Day 89 was adopted by Lisa Hinton, who works with Sara. This is why she wanted to be involved, and what she did:
I’m a colleague of Sara’s, and have followed her passionate blog about LB’s time in the unit, and the enormous struggles she and the family have had since he died. I wanted to do something for the 107 Days of Action. A former journalist, I decided to put my old journalists shoes back on. What could we do to raise awareness of what happened to Connor and the failings of the health and social care system in responding to his death?
After considerable thought Lisa decided to contact an expert in patient safety, who has been explicit in the need for candour in cases such as LB’s. This is what happened next:
AvMA provide advice and support for the victims of medical accidents and campaign to improve patient safety in the UK. Peter agreed to meet me and we talked about why learning disabled people get such a raw deal in the health and social care system, why families have to fight so hard to get justice, and what changes need to be made to ensure that what happened to Connor never happens again.
What follows is two videos of the interview between Lisa and Peter.[youtube http://youtu.be/OCcAujOkkQI]

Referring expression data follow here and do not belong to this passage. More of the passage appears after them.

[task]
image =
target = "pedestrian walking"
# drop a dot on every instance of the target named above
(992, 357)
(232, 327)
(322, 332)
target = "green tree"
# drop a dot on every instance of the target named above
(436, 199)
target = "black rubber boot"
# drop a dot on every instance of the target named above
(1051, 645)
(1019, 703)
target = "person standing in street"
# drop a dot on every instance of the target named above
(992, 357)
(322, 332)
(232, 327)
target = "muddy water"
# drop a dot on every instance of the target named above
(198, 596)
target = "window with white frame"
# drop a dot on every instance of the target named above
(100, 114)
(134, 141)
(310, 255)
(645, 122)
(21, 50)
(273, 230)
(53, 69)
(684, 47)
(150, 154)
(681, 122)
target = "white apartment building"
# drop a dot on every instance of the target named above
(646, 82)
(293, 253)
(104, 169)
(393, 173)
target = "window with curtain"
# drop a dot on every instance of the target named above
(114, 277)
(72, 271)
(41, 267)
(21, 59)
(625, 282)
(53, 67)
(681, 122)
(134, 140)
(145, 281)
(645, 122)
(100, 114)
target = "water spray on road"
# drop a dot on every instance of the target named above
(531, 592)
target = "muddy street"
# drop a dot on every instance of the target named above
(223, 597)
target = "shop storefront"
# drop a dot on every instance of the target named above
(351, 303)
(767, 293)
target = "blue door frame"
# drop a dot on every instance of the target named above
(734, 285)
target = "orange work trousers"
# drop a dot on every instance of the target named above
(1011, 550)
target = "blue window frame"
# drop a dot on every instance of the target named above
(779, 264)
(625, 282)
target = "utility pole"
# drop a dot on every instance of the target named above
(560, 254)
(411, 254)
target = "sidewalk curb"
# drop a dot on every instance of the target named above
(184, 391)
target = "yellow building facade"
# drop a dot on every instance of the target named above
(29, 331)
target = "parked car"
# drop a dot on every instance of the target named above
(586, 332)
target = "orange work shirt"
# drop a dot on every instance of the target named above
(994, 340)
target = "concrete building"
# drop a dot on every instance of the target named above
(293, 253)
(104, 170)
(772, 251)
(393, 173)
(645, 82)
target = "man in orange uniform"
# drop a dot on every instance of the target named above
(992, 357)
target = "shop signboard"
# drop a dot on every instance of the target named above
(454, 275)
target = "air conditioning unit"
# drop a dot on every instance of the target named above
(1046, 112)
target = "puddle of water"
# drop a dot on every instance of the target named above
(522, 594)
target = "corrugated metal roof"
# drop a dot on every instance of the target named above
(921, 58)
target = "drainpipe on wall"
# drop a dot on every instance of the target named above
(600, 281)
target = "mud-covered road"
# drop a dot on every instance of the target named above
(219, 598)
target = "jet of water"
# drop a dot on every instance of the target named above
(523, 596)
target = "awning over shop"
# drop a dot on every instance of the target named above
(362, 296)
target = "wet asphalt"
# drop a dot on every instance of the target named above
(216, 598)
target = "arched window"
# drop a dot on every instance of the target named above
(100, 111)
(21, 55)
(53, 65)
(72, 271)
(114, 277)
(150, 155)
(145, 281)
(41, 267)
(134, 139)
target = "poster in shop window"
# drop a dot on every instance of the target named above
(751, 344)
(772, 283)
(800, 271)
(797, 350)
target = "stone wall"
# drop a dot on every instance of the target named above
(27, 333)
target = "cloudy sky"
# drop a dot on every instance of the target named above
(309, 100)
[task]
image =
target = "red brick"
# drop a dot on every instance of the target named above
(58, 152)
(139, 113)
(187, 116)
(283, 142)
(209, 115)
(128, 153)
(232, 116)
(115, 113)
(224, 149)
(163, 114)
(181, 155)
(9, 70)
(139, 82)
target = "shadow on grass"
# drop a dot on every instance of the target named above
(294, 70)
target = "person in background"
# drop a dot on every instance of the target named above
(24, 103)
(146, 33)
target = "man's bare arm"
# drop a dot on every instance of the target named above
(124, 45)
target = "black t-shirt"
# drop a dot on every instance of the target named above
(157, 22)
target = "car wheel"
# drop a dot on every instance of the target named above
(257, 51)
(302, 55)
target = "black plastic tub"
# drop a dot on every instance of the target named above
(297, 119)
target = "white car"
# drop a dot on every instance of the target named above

The first video covers introductions to Peter, to AvMA and it’s work. The lamentably slow progress to improve services for people with learning disabilities is discussed, the lack of priority given to provision for people with learning disabilities and the need for greater priority to be given to the safety of patients with a learning disability. The role of tragic cases like LB’s is discussed, as is the progress in patient safety since the Confidential Enquiry into Maternal Deaths was established sixty years ago. Advice for parents of people with learning disabilities is touched on, as is advice for bereaved parents.[youtube http://youtu.be/FR5rcCZRtXs]
The second video discusses LB’s situation in greater detail, including corporate manslaughter. It touches on the language, and reporting of never events, factors that contribute to system failure, and the yet to be introduced, new offence of Wilful Neglect. The Francis Report, the duty of candour, and what needs to change is also discussed.
Peter finishes with the following statement, one that we wholeheartedly support:
Families, families like Connor’s in particular, make an amazing difference. But it shouldn’t be so hard for them. They shouldn’t have to make so much noise. So the system has to be more responsive, the system shouldn’t need to be dragged kicking and screaming to the door of taking action to improve safety. And that’s the kind of approach we would like to see in the future.
We sincerely hope that Southern Health, and others in a similar situation, are paying attention to Peter’s advice. It really is time to move to a culture of candour.